Medicare Compliance & Reimbursement

E/M Coding:

Fine-Tune MDM Documentation When Coding E/M Charts

Tip: Utilize notes in long-term treatment planning.

If your outpatient E/M coding is still a work in progress, you are not alone. The 2021 changes to outpatient E/M codes (99202-99215) were dramatic, and many coders are still adjusting to the policies.

Remember, although history and examination should still be performed and documented as the visit dictates, they are no longer deciding components in the code choice for office/ outpatient E/M services. Instead, you’ve been basing your office visit coding levels this year exclusively on either time spent or medical decision making (MDM). And when it comes to MDM, many practices have expressed confusion about how to arrive at the correct level.

If you’re looking for some solid advice about evaluating your MDM level, check out these quick tips from Barbara J. Cobuzzi, MBA, CPC, COC, CPC-P, CPC-I, CENTC, CPCO, CMCS, of CRN Healthcare in Tinton Falls, New Jersey. Cobuzzi recently shared answers to several of the most common questions that Medicare providers have about calculating MDM levels.

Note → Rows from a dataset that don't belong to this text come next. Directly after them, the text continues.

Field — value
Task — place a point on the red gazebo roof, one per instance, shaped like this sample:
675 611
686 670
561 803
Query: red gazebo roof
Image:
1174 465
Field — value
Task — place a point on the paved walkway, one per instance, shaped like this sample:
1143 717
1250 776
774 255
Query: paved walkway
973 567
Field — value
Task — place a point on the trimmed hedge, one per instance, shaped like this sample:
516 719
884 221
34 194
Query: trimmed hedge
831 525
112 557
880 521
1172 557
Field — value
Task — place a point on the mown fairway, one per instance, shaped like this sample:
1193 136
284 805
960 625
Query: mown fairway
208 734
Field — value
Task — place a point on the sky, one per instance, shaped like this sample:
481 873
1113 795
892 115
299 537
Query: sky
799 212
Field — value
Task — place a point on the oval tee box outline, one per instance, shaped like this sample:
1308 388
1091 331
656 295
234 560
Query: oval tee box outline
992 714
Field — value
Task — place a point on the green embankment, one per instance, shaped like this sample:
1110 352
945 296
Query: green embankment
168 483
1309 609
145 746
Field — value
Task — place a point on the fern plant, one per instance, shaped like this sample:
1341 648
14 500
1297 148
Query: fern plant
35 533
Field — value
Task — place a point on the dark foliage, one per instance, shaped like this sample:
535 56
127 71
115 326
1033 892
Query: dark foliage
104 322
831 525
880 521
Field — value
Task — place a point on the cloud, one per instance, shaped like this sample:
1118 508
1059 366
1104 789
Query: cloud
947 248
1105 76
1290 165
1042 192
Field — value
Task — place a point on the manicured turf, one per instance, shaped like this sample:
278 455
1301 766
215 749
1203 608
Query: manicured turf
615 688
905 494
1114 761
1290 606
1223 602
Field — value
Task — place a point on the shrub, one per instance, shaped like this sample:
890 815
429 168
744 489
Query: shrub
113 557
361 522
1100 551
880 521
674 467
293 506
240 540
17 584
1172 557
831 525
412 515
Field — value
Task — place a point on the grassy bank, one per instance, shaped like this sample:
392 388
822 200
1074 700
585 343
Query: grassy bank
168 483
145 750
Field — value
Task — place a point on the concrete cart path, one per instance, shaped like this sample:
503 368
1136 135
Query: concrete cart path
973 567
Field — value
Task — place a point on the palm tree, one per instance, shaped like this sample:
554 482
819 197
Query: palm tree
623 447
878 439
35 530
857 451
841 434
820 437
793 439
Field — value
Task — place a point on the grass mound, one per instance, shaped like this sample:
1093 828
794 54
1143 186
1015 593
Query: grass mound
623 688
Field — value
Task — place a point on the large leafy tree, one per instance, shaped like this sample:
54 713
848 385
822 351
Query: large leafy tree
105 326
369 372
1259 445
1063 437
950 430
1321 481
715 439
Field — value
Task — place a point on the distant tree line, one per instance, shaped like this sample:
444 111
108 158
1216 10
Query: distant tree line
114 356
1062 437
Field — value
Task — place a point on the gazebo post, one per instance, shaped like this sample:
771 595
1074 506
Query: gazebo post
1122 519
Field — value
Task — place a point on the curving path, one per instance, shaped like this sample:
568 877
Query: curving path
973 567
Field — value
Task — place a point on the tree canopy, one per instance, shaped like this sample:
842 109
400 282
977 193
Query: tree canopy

Tip 1: 2 Out of 3 Elements Can Dictate MDM Level

As most coders know, the MDM table includes three elements that can help you select the MDM level:

  • Number and complexity of problems addressed
  • Amount and/or complexity of data to be reviewed and analyzed
  • Risk of complications and/or morbidity or mortality of patient management

If you’re poring over charts and reports to try to pinpoint an MDM level because you want to meet all three criteria, keep in mind that you must only meet two of the three to justify a particular MDM level, Cobuzzi said.

“This means that if one area is weak, we are able to drop it — and counting the data elements can be a challenge. There are a lot of variables that you can have arguments with payers about in terms of collection of data, and it’s my recommendation that, when possible, you concentrate on the number and complexity of problems being addressed during your encounter rather than the amount of complexity of data being reviewed. And then also focus on the risk of complications and morbidity or mortality of patient management,” Cobuzzi advised.

Tip 2: Understand What a ‘Problem’ Is

When you’re evaluating the number and complexity of problems addressed, remember that if you see a patient with a high number of differential diagnoses, you should be listing them all to justify MDM, even though you’re ultimately going to assign just one diagnosis to the patient’s claim for the day, Cobuzzi said.

Why? The reason is because you need to count all of the problems the provider addresses, she said. “Let’s talk about what a problem is,” she noted. “A problem is a disease, a condition, an illness, an injury, a symptom, a sign, a finding from a lab, a complaint, or other matters that are being addressed during the visit, with or without a diagnosis being established at the time of the visit.” For example, consider dizziness, where many differential diagnoses are evaluated. Now, a physician can count all of the possible diagnoses considered for a dizzy patient, which increases the complexity of problems addressed for the MDM.

Additionally, a patient can give you a sign or symptom, but you may not establish a diagnosis for that problem during the visit, Cobuzzi acknowledged. However, evaluating it still adds complexity to that visit.

Tip 3: Think in Ink

The point of documenting all the problems you addressed during a visit is to make sure a payer would be able to visualize the thought process you used while analyzing a patient’s problems (and managing them), Cobuzzi said.

“You want to think in ink,” she said. “Take everything you’re thinking and record it as part of the medical decision making.”

Tip 4: Record Your Treatment Goals

When you’re reviewing the number and complexity of problems addressed, you’ll note that you have the option of evaluating what the MDM table refers to as “stable, chronic illnesses.” For most practices, “chronic” means that the illness will last at least one year or until the death of the patient. But for the “stable” part of the definition, it may be a little bit more challenging to evaluate.

“Stable means that the patient is at their specific treatment goals,” Cobuzzi explained. “For instance, let’s say the patient has chronic sinusitis, and you set a goal that they will only get one sinus infection or fewer in a year. If they only get one acute sinus infection that year, then that’s considered a stable, chronic illness. But if you had set your goal indicating that they would get no sinus infections and they end up getting one, then you cannot consider them stable.”

To ensure that you can determine when a patient is considered stable, you should add a line to your templates so when a patient has a chronic illness, you have a place to enter a treatment goal. “The physician should be wanting to add examples for the patient, and there can be interim general treatment goals,” Cobuzzi said. “For instance, in the beginning, you might want the patient to get down to three sinus infections in the year, and then you want them to get down to one infection in the year, and then you want them to get down to no infections in the year — this way, you don’t want to make it so that your treatment goals are impossible, that they’ll never get out of into a stable illness.”